The illegal gains shall be recovered, and the personal property seized for the purpose of committing the crime shall be confiscated.

Some time ago, the Korean dystopian drama "Squid Game" can be described as quite popular, with 142 million plays in the first month of online, dominating 90 countries and regions.
Netflix also offers subtitles and dubbing in up to 13 languages.
However, Korean-American comedian Youngmi Mayer found the official subtitles of "The Squid Game" too outrageous and completely unsatisfactory.
For example, when an actress uses Korean to mean "what to see," Netflix's English subtitles translate to "go away."
With the rise of streaming media such as Netflix, there are also more and more non-English-language works such as "Squid Games".
However, there is a shortage of talent in the subtitling and dubbing industry, especially in small languages.
Again, if you want to bring it to the Spanish market, you usually export the English version of the subtitle, but then translate it into French on this basis.
That is to say, the quality of subtitles in some languages depends entirely on the Translation of English, and this conversion process will inevitably lose a lot of information details.
According to statistics, the dubbed version of "Squid Game" has more viewers than the subtitle version.
To this end, whether it is a streaming giant like Netflix or some small localization service providers, they are exploring whether ai technology can replace human translation.
So, can AI work or not?
It starts with what Deepfake Voice is.
Copying or cloning a person's voice, a commonly used technique called Deepfake Voice, also known as speech cloning or synthesizing speech, aims to generate a person's voice using AI.
At present, the technology has been developed to the point where the human voice can be reproduced very precisely in tone and similarity.
Sound cloning is a process in which people use computers to generate the voice of a real individual and use artificial intelligence (AI) to create a clone of a specific, unique sound.
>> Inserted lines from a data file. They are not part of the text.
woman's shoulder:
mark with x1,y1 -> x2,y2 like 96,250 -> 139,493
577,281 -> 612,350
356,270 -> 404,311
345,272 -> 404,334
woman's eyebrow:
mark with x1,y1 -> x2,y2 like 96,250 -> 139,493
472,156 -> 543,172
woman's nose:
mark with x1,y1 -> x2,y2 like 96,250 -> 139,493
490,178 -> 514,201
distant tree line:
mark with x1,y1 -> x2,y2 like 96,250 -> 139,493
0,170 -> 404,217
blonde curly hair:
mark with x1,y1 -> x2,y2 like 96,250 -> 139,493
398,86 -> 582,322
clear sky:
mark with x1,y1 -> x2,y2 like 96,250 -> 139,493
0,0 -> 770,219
To clone someone's voice, there must be training data lost to the AI model. This data usually records examples of what the target person is saying.
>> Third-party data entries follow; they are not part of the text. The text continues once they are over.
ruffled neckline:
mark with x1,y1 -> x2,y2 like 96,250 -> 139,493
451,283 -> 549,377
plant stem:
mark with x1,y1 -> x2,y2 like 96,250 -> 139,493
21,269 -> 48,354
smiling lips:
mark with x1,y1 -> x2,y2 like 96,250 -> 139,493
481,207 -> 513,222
Artificial intelligence can use this data to render a real sound, such as generating a piece of speech with anything you can type in text, a process called text-to-speech.
In previous text-to-speech (TTS) systems, training data was a key component that controlled the generation of speech output. In other words, the sound you hear should be the voice given in the dataset.
But now, with the introduction of the latest AI technology, using some features of the target sound, such as speech waveforms, can also be analyzed and extracted in more depth.
Synthetic sound is a term commonly referred to as Deepfake Voice, and synthetic sound is often used interchangeably with sound clones.
But in simple terms, synthesized speech is computer-generated speech, also known as speech synthesis, which is generally achieved through artificial intelligence (AI) and deep learning.
There are two main ways to synthesize sound: text-to-speech (TTS) and speech-to-speech (STS).
Text-to-speech (TTS) has been described above, and TTS software has been used to help visually impaired people read digital texts, as well as in other applications such as voice assistants.
Speech-to-speech (STS) is not about using text, but about using one piece of speech to modify the characteristics of its voice to create another piece of synthesized speech that sounds very realistic.
Speech synthesis in the past did not produce sounds that were fake and real. But with the development of technology, this has changed.
Traditional speech synthesis typically uses two basic techniques. These two techniques are splicing synthesis and formant synthesis.
Stitching synthesis takes the form of stitching short samples of recorded sound together to form a chain called a unit. These units are then used to generate user-defined sound patterns.
The technique of formant synthesis is most commonly used to replicate the sounds people make with vowels.
The downside of these methods is that from time to time they generate sounds that people can't make. But the advent of deep learning and artificial intelligence has taken TTS technology to new heights.
Often referred to as neural text-to-speech, AI text-to-speech utilizes neural networks and machine learning techniques to synthesize speech output from text.
First, the speech engine accepts audio input and recognizes the sound waves generated by human sounds.
This information is then translated into linguistic data, which is called automatic speech recognition (ASR). After obtaining this data, the speech engine must analyze the data to understand the meaning of the words it collects, which is known as natural language processing (NLP).
Finding training data is the first basic item of synthesizing sound. Without clear sound recordings, there is no way to successfully train an AI model to capture all the intricate details of a person's speech.
The recording process can take anywhere from a few hours to several hours, and the Voice Solutions team will provide a comprehensive list of phrases to capture all the characteristics of one person's voice.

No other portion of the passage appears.